Il miracolo, più delle lingue di fuoco (nell’immagine quelle di El Greco), è che quel “Ciascuno (ognuno di un diverso popolo) sentiva parlare la propria lingua”. Ciascuno nella sua diversità capiva l’altro, c’è miracolo più grande di questo? Lo Spirito non aveva dato loro una Super linguaggio, un proto Esperanto, una neolingua universale. No! Aveva dato loro il miracolo della diversità delle lingue e “si capivano”. È l’altra faccia della medaglia di Babele, dove la diversità è generatrice di caos e di lutti. A Babilonia è il trionfo (e perciò la rovina) dell’uomo che si vuole Dio, dell’uomo presuntuoso padrone di sé, creatore il cenacolo di Gerusalemme e la piazza antistante l’affermazione dell’uomo creatura che, dell’uomo parte di un destino più grande, dell’uomo figlio del Padre.
Da una parte la diversità come rovina, come inimicizia, dall’altra la diversità tra fratelli. È questo aspetto della Pentecoste ad avermi sempre colpito.

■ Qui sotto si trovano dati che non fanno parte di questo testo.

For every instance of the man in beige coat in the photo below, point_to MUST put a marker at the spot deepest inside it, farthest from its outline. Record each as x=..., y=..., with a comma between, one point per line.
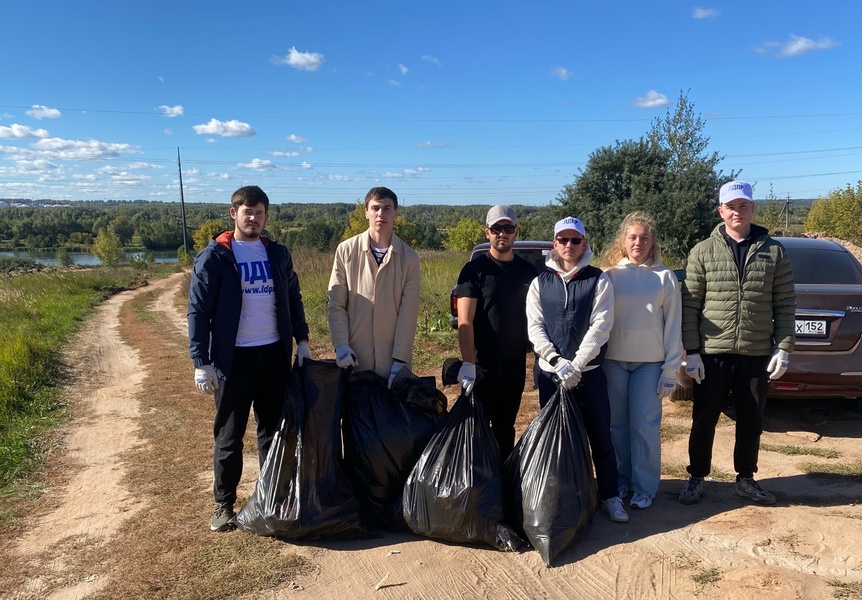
x=374, y=293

È forse per questo che Papa Francesco oggi ha giustamente sottolineato come “A Pentecoste il sogno di Dio sull’umanità diventa realtà; cinquanta giorni dopo la Pasqua, popoli che parlano lingue diverse si incontrano e si capiscono. Ma ora, a cento giorni dall’inizio dell’aggressione armata all’Ucraina, sull’umanità è calato nuovamente l’incubo della guerra, che è la negazione del sogno di Dio: popoli che si scontrano, popoli che si uccidono, gente che, anziché avvicinarsi, viene allontanata dalle proprie case”.